All families may be created equal, so to speak. But differences between families in terms of economic wealth, resource networks, and access to cultural capital are both severe and stark. A large part of what shapes this scenery of economic possibility is the legal framework of wealth transfer. Wealth travels through generations and sticks, crystallizing in predictable places and shapes, thereby embedding complex forms of inequality within and between families. The family trust, in particular, is a mode of transfer that facilitates wealth preservation as well as wealth inequality. Family trusts are tailored to convey and defend complex patrimonies in ways that no other form of wealth transfer can do. Wills, the other most common form of wealth transfer, do not have the same functionality and can only effectuate a one-time transfer, making it difficult to exert long-term control over beneficiaries.

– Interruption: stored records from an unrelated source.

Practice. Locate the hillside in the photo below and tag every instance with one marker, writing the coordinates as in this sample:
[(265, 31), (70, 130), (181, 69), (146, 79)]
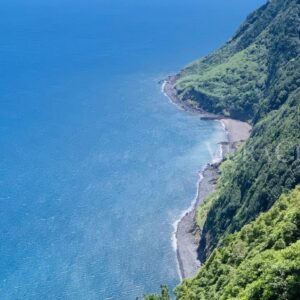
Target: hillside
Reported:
[(249, 227), (254, 77)]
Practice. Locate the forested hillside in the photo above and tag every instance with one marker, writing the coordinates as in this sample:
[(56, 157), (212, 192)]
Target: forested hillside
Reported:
[(250, 226), (255, 76)]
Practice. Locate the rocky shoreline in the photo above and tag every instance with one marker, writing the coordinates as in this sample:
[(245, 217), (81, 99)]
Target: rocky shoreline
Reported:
[(237, 131)]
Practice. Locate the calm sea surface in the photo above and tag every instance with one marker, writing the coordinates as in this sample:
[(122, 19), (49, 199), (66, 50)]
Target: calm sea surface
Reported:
[(95, 163)]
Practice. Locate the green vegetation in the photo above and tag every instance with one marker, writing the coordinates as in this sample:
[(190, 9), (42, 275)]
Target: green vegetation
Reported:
[(255, 71), (265, 167), (254, 77), (262, 261), (250, 226)]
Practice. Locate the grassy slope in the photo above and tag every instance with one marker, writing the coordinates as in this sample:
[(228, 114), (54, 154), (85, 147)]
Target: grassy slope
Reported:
[(262, 261), (241, 79), (254, 77)]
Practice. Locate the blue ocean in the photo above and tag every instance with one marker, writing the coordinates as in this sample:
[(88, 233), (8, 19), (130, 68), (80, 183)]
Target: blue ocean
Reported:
[(96, 164)]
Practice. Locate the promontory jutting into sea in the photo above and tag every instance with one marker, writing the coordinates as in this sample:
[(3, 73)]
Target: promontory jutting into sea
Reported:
[(96, 163)]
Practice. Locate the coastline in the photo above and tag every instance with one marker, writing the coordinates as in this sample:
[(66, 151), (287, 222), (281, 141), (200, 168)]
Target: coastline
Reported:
[(185, 240)]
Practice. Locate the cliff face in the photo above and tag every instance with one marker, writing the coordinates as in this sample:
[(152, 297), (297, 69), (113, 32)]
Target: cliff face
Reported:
[(255, 71), (254, 77), (250, 226)]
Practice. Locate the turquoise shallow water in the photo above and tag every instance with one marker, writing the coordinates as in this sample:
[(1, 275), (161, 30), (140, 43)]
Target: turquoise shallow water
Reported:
[(96, 164)]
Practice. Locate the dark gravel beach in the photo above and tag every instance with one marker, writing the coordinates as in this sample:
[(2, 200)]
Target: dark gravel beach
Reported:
[(237, 131)]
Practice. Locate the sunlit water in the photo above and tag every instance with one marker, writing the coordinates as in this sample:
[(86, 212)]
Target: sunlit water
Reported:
[(96, 164)]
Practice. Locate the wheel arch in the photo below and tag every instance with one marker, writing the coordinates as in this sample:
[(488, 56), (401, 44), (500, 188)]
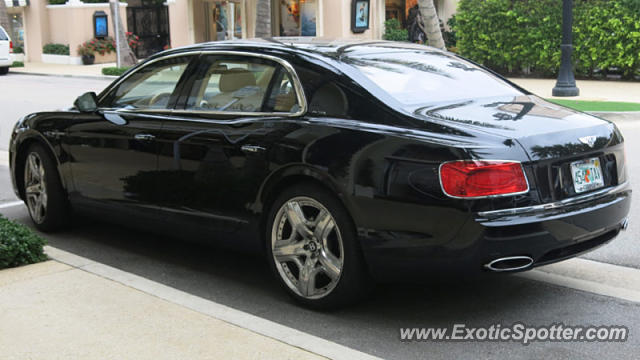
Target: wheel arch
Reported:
[(21, 149), (294, 175)]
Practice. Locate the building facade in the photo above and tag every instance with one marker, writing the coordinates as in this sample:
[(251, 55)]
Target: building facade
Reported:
[(195, 21), (175, 23)]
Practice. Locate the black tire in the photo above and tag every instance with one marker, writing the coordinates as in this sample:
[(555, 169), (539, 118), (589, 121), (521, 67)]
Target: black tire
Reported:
[(56, 215), (354, 281)]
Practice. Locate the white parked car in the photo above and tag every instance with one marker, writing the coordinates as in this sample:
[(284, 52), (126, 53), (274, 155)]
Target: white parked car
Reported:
[(6, 46)]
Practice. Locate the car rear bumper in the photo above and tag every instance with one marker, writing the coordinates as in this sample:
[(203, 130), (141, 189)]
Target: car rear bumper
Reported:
[(546, 234)]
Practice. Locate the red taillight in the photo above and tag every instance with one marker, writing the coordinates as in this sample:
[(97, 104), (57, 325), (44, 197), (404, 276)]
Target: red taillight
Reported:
[(472, 179)]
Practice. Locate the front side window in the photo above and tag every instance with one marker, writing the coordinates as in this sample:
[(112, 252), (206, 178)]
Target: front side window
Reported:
[(151, 87), (244, 85)]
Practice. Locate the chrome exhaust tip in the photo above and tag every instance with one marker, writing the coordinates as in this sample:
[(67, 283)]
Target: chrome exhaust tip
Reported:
[(510, 263), (625, 224)]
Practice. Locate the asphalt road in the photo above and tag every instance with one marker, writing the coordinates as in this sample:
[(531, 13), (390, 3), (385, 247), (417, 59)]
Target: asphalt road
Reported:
[(243, 282)]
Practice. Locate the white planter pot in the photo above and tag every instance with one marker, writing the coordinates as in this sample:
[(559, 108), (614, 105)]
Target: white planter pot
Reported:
[(56, 59), (17, 57)]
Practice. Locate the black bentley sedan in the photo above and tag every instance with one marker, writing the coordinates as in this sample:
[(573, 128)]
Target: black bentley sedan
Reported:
[(345, 162)]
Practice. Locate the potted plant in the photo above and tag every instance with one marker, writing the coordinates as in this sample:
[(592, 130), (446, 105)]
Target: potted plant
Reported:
[(87, 52)]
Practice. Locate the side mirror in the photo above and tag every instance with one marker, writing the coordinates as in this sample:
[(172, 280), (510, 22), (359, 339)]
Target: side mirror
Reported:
[(87, 102)]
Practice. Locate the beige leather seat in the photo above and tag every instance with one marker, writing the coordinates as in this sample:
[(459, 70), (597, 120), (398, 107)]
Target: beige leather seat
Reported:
[(238, 92)]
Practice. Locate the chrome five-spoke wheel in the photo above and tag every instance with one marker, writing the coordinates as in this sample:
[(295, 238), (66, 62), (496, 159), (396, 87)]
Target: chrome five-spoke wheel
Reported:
[(307, 247), (35, 187)]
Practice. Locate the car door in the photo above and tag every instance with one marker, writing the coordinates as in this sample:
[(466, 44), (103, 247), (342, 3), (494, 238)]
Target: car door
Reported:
[(215, 151), (114, 152)]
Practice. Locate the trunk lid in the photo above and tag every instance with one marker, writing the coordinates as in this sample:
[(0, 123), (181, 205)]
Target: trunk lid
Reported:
[(553, 137)]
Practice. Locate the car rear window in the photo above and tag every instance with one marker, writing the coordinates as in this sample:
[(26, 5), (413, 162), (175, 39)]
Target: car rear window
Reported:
[(419, 77)]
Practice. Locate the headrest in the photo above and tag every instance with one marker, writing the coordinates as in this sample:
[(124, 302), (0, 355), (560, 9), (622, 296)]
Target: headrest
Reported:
[(235, 79)]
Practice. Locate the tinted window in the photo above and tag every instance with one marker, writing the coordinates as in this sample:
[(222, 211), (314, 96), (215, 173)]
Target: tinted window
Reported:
[(238, 84), (422, 77), (151, 87)]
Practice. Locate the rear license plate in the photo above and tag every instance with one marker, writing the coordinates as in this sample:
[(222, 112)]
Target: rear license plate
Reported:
[(587, 175)]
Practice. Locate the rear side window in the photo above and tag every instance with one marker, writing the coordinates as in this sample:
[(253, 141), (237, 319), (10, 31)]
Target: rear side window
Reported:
[(242, 84)]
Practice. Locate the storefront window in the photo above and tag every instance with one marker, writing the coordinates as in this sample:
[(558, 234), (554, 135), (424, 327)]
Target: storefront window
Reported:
[(224, 20), (297, 17)]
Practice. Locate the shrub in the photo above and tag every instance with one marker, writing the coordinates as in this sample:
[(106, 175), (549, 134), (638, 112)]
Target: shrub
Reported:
[(515, 36), (114, 71), (100, 46), (394, 32), (19, 245), (56, 49)]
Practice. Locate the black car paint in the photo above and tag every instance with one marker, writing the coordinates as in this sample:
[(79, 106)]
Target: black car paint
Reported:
[(195, 180)]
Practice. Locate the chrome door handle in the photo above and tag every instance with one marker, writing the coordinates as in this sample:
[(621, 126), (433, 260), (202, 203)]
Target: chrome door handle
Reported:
[(252, 148), (144, 137)]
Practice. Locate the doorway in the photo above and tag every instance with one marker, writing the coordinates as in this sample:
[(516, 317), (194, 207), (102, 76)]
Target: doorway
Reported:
[(224, 20)]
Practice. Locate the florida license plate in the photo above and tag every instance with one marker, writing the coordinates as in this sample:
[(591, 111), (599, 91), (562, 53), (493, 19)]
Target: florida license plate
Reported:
[(587, 175)]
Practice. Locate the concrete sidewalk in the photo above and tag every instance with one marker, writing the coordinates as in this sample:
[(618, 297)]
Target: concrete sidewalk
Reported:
[(85, 71), (55, 311)]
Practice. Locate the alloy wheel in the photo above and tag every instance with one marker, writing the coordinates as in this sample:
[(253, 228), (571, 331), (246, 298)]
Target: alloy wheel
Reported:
[(307, 247), (35, 187)]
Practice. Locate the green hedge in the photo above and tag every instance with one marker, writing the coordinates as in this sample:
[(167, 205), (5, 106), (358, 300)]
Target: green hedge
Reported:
[(19, 245), (114, 71), (56, 49), (522, 36)]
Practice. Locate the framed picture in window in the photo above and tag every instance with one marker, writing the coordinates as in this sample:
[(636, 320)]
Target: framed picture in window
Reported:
[(360, 10)]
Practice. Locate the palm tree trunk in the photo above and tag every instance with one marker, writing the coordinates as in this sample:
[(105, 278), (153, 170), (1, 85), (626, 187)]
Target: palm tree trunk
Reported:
[(263, 19), (4, 17), (431, 24), (127, 57)]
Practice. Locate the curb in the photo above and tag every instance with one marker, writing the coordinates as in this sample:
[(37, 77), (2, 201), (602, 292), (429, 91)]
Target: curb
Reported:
[(89, 77)]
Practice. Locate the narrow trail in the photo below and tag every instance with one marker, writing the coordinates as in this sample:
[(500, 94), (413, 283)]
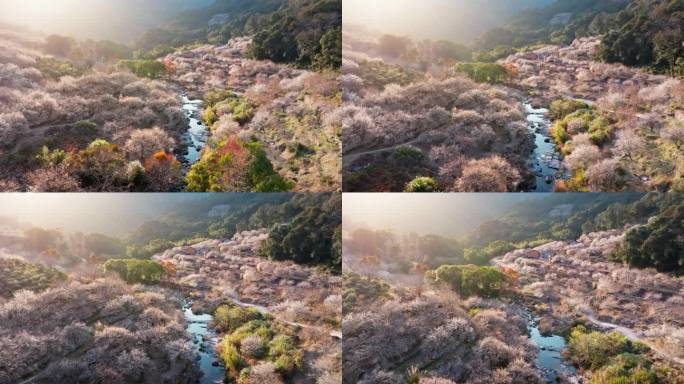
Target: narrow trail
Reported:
[(352, 157), (631, 335)]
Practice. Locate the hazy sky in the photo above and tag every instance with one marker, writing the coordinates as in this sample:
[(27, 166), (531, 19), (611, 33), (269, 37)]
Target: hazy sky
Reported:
[(114, 214), (121, 20), (458, 20), (448, 214)]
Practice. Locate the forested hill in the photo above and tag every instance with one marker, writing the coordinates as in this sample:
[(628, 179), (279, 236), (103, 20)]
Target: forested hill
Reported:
[(306, 33), (645, 33), (653, 224), (305, 228)]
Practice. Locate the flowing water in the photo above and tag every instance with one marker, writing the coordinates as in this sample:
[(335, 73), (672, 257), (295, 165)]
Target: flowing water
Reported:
[(197, 133), (204, 341), (550, 357), (546, 160)]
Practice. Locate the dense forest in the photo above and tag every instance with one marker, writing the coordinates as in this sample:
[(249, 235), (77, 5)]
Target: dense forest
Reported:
[(305, 33), (643, 33)]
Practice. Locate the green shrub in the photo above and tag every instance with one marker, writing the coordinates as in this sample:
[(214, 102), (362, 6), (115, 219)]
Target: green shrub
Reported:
[(230, 356), (491, 73), (470, 280), (593, 350), (625, 368), (150, 69), (228, 318), (261, 328), (287, 364), (232, 165), (561, 108), (422, 184), (378, 74), (54, 68), (361, 290), (135, 271)]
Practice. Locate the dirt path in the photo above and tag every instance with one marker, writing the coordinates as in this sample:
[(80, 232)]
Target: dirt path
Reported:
[(352, 157), (631, 335)]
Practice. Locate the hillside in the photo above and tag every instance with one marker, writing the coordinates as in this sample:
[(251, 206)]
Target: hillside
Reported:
[(127, 19), (642, 33), (304, 33)]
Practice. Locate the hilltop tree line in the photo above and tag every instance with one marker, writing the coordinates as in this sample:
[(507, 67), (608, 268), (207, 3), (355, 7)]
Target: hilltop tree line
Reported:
[(654, 239), (643, 33), (305, 33)]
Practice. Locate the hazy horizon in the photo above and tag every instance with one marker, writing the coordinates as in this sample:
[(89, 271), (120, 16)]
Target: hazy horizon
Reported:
[(113, 214), (456, 20), (442, 214), (121, 21)]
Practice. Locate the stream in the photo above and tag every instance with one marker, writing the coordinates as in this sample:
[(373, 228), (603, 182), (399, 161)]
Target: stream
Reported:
[(550, 358), (197, 134), (204, 341), (546, 160)]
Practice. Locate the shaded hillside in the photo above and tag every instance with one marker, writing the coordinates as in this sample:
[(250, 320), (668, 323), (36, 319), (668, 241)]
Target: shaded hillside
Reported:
[(643, 33), (305, 33)]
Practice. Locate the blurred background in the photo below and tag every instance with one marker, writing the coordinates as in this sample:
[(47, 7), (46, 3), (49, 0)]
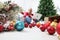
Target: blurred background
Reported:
[(26, 4)]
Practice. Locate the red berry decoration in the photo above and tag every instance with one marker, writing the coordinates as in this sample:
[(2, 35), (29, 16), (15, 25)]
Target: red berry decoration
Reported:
[(42, 28), (1, 28), (58, 28), (11, 27), (38, 24), (30, 25), (26, 24), (51, 30)]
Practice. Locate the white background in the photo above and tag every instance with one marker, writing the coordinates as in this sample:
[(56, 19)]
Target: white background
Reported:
[(29, 34)]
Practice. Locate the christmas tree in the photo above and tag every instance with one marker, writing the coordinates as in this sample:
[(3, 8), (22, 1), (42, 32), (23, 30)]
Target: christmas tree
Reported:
[(46, 8)]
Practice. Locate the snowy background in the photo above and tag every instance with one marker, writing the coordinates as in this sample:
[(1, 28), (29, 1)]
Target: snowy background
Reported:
[(27, 33)]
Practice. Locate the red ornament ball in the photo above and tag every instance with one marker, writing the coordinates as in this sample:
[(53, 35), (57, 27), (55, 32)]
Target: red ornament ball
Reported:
[(11, 27), (51, 30), (30, 25), (58, 28)]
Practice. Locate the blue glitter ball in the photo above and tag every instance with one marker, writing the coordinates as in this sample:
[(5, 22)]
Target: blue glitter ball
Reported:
[(19, 25)]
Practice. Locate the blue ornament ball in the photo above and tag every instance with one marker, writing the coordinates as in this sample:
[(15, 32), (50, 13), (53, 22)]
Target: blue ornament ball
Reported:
[(28, 19), (19, 25)]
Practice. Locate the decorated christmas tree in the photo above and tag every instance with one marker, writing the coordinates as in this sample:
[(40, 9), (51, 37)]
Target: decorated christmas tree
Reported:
[(46, 8)]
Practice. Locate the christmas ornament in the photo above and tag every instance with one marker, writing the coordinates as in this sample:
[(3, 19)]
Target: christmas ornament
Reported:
[(51, 30), (13, 22), (20, 17), (38, 24), (1, 28), (30, 25), (47, 24), (54, 24), (28, 19), (58, 28), (6, 25), (11, 27), (2, 18), (42, 28), (26, 24), (33, 24), (19, 25)]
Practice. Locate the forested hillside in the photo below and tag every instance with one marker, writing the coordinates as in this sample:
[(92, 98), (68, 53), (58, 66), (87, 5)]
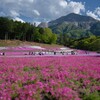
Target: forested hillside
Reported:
[(10, 29)]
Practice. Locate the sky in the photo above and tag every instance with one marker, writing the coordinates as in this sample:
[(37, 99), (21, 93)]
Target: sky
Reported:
[(47, 10)]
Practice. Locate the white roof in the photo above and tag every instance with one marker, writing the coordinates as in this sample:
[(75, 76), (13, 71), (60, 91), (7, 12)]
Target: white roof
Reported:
[(36, 47)]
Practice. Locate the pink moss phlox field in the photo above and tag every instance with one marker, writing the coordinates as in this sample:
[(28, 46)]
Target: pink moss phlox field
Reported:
[(49, 78)]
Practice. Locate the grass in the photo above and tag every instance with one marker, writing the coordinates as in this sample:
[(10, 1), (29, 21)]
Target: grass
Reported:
[(4, 43)]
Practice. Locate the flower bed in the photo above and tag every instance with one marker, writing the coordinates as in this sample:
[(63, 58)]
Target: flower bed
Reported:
[(50, 78)]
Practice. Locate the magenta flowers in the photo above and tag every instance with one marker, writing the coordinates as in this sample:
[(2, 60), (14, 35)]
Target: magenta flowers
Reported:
[(50, 78)]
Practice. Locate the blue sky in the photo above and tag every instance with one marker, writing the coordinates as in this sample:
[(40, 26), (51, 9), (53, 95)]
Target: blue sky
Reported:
[(46, 10), (90, 4)]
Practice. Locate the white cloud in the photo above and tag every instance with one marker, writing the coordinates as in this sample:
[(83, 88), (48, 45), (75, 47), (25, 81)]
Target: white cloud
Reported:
[(41, 9), (36, 12), (14, 13), (95, 14), (63, 3), (18, 19)]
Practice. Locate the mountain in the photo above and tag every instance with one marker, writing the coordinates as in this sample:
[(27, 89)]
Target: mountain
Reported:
[(74, 25)]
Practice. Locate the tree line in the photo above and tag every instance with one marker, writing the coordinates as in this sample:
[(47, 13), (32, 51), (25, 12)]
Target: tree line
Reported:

This Article’s primary goal is to excavate the myriad ways in which the family trust is a driver of inequality by explaining the family trust’s plasticity and ability to bend to the needs of high-wealth families. The Article accomplishes this by demonstrating how the family trust facilitates not only wealth inequality but also social and cultural inequality. These explorations into complex inequality and its furtherance by the family trust are useful because they help us better appreciate the significant role that family trusts play in the evolving story of class, gender, and race privilege in the United States. Attending to the practices and possibilities of the family trust also leads us to a better understanding of how trust reform might begin to dislocate the family trust from its central positioning within the legal architecture of inequality. Ultimately, the family trust does not have to be coextensive with elite family advantage; it can be reimagined to work on behalf of communities that are economically vulnerable and historically dispossessed.